Having also demolished Faulkner (‘such indefensibly muddy work as “Intruder in the Dust” or “Requiem for a Nun”‘) and ‘the later development’ of Dos Passos (‘if one can call it that’) and Fitzgerald (‘there is no longer anything to say about Fitzgerald’), Baldwin considered the matter of America itself as a realm of failed imaginations.
The previously mentioned giants have at least one thing in common: their simplicity… It is the American way of looking on the world as a place to be corrected, and in which innocence is inexplicably lost. It is this almost inexpressible pain which lends such force to some of the early Hemingway stories — including ‘The Killers’ — and to the marvelous fishing sequence in ‘The Sun Also Rises’; and it is also the reason that Hemingway’s heroines seem so peculiarly sexless and manufactured.
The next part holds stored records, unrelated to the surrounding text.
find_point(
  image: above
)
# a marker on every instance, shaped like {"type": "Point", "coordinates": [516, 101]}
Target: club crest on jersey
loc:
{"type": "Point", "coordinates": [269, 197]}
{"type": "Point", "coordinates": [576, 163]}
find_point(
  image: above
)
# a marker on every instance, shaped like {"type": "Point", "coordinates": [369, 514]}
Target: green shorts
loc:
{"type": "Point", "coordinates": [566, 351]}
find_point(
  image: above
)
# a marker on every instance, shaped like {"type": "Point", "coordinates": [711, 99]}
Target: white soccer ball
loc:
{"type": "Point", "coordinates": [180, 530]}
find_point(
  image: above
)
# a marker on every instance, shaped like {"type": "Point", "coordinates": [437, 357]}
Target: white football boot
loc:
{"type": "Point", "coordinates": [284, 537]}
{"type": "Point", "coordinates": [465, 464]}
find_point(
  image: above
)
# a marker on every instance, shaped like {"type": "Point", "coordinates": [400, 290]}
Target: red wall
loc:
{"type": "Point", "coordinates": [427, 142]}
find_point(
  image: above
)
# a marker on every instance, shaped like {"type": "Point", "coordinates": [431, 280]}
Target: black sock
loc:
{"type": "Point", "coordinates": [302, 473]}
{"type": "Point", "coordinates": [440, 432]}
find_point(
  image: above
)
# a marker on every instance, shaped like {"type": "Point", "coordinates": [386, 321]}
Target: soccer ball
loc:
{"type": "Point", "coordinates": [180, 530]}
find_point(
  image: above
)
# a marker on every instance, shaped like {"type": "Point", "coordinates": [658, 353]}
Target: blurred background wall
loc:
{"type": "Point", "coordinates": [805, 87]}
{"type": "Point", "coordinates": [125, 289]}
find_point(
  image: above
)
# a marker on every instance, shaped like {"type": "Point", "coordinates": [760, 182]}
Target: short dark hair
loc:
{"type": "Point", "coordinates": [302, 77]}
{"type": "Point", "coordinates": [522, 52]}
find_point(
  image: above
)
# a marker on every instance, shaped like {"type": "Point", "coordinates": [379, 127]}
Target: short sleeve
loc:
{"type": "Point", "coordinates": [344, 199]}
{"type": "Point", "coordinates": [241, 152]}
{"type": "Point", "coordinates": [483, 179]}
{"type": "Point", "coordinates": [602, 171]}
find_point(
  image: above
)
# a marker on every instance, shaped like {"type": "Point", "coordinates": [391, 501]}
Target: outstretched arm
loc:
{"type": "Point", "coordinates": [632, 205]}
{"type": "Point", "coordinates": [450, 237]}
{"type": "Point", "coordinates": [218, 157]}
Baldwin, in his attempt to establish a context for his own work, now invoked the spirit of Henry James by taking the unusual step of claiming James as a novelist who dealt with the matter of failed masculinity in America. In The Ambassadors , Baldwin wrote,
What is the moral dilemma of Lambert Strether if not that, at the midnight hour, he realizes that he has, somehow, failed his manhood: that the ‘masculine sensibility’ as James puts it, has failed in him?… Strether’s triumph is that he is able to realize this, even though he knows it is too late for him to act on it. And it is James’ perception of this peculiar impossibility which makes him, until today, the greatest of our novelists. For the question which he raised, ricocheting it, so to speak, off the backs of his heroines, is the question which so torments us now. The question is this: How is an American to become a man? And this is precisely the same thing as asking: How is America to become a nation? By contrast with him, the giants who came to the fore between the two world wars merely lamented the necessity.